The day starts at 8:30 every morning with that question looming among a team of investigators huddled inside a briefing room inside the Barron County Law Enforcement Center.
“At 1 p.m. or 2 p.m. we have a phone conference with FBI and DCI in Milwaukee, Green Bay, Eau Claire, wherever agents happen to be they stop what they’re doing and get in on this phone call,” Sheriff Fitzgerald said.
Sheriff Fitzgerald explains the process behind the thousands of interviews they’ve conducted so far.
“You look at family, you look at relatives, you look at coworkers, sex offenders,” he said.
WCCO found 23 sex offenders living within three miles of Jayme Closs. A number considered high in a town of just more than 3,400 people.
But, the sheriff says so far everyone they’ve talked to has fully cooperated.
“What they’re doing now is going over that information, making sure two plus two equals four. Seems simple but if two plus two doesn’t equal four on an interview then we go back and interview again,” Sheriff Fitzgerald said.
Before the murder and kidnapping at the Closs home, Sheriff Fitzgerald’s department was focused on another crime that has crippled this area.
“Meth was our No. 1 issue in Barron County. That led to property crimes that led to domestic abuse that led to child abuse,” he said.
The county is ranked third in the state for the highest meth use, even against much more populated areas. Eighty percent of Barron’s jail population is doing time for a meth-related crime. But, investigators don’t see any connection at this time.

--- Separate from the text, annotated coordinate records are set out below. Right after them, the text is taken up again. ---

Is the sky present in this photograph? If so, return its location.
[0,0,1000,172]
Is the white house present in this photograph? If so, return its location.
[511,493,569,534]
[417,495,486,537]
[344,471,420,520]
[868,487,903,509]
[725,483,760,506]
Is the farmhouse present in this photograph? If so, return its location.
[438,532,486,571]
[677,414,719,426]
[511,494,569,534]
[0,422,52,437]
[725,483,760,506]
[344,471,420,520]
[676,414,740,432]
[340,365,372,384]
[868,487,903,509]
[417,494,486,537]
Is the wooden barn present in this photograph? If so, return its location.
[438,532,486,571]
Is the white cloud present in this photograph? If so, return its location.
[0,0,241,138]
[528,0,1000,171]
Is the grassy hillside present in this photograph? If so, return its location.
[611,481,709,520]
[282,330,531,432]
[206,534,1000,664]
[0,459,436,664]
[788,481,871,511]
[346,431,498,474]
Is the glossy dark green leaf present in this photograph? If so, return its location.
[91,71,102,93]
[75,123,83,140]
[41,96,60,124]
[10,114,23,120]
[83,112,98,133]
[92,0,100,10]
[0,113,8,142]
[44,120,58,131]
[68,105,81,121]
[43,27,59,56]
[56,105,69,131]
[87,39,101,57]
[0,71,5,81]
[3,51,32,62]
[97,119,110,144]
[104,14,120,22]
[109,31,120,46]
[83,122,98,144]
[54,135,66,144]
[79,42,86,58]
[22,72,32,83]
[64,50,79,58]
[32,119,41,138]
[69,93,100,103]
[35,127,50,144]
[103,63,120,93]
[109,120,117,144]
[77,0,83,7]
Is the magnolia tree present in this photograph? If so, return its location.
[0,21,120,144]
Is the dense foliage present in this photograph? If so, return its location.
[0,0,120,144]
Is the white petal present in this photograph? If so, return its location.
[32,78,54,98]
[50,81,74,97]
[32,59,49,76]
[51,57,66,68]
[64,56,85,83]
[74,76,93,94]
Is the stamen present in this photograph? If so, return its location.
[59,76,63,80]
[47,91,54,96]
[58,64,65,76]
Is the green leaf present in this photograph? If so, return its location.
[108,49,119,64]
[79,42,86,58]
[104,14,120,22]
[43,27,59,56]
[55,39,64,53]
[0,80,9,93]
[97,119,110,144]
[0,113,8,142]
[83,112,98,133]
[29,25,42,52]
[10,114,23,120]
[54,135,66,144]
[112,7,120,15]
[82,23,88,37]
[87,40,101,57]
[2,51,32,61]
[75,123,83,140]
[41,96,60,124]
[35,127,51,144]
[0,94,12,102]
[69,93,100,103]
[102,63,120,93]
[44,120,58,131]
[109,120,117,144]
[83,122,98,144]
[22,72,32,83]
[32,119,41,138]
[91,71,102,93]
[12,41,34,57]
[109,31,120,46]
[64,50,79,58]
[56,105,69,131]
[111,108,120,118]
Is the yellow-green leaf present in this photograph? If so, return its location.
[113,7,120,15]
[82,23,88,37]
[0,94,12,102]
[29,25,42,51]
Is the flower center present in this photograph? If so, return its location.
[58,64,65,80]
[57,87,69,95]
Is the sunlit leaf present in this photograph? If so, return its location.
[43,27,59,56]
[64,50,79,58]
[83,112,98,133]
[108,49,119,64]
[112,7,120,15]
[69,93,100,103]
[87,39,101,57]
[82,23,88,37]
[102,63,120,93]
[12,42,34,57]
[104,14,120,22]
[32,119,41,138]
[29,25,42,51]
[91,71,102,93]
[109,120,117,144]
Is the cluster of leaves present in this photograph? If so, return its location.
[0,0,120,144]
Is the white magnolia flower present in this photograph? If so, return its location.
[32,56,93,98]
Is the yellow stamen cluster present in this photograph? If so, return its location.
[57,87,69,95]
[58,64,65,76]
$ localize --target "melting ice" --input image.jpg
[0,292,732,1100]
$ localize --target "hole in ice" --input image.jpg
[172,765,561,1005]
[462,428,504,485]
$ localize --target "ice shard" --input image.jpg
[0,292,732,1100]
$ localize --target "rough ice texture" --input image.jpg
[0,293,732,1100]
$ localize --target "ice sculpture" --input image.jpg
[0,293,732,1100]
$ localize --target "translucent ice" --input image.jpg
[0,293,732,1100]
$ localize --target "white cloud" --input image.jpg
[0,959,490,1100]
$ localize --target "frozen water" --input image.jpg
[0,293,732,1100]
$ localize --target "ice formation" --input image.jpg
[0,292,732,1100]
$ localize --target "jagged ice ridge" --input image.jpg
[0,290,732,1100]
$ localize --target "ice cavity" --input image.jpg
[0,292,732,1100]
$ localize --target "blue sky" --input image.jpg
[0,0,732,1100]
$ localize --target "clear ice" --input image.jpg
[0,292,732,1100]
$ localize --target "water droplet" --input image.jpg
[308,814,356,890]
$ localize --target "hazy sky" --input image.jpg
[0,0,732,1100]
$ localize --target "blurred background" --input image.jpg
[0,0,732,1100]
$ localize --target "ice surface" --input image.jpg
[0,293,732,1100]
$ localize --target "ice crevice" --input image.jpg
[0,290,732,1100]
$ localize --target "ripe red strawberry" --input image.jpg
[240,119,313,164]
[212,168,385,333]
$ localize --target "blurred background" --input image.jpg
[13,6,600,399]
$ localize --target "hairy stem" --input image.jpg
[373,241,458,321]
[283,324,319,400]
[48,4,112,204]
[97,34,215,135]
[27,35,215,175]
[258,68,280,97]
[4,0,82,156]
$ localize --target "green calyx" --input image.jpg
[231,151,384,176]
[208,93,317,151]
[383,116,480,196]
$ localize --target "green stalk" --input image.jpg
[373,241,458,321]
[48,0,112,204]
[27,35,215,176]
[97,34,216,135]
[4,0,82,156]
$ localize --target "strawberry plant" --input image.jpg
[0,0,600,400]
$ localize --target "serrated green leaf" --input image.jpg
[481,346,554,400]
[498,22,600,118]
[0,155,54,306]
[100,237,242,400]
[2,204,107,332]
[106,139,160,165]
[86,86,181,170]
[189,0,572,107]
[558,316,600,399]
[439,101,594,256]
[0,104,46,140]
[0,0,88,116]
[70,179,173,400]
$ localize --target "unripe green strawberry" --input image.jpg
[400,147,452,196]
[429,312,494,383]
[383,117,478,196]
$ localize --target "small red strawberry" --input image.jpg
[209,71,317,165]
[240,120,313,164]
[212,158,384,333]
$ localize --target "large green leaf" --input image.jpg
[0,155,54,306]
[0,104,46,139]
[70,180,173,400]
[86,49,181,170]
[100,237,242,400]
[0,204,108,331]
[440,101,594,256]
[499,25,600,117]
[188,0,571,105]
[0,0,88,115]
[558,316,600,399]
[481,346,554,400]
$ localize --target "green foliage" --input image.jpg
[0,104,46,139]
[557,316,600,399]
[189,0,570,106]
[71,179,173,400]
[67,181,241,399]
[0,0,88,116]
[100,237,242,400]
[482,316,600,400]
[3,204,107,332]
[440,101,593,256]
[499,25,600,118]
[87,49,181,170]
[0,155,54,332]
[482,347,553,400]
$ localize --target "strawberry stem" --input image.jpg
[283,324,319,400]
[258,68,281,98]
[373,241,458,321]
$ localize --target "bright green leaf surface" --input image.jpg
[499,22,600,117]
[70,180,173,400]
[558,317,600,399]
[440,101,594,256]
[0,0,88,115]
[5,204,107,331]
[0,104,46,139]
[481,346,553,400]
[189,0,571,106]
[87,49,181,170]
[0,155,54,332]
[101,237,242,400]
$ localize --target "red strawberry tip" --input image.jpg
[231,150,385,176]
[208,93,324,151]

They are focused on forensic testing. For the last week, Wisconsin’s crime lab has tested 40 pieces of potential evidence a day.
“As of now we just don’t have any good physical evidence either which is another frustrating part of this case,” Sheriff Fitzgerald said.
That includes already 80 pieces of separate videos or pictures from homes and businesses along Highway 8 from that night. Investigators have also kept a close eye on social media. As Facebook groups pop up, Fitzgerald says investigators check every post.
As a small community waits to welcome the shy girl they’ve come to know, home.
“She was one of the good ones if you want to call it that,” Sheriff Fitzgerald said.
Four state troopers have been brought into help assist the county search for the vehicles possibly involved in this case. Sheriff Fitzgerald also made some comparisons to Jacob Wetterling’s disappearance.
As the years passed, there was concern that case grew too big and too soon. Fitzgerald says that’s been difficult here with the more than 2,000 tips to sort through. Now, they’re trying to slow things down a bit to take a closer look at anything they may have missed.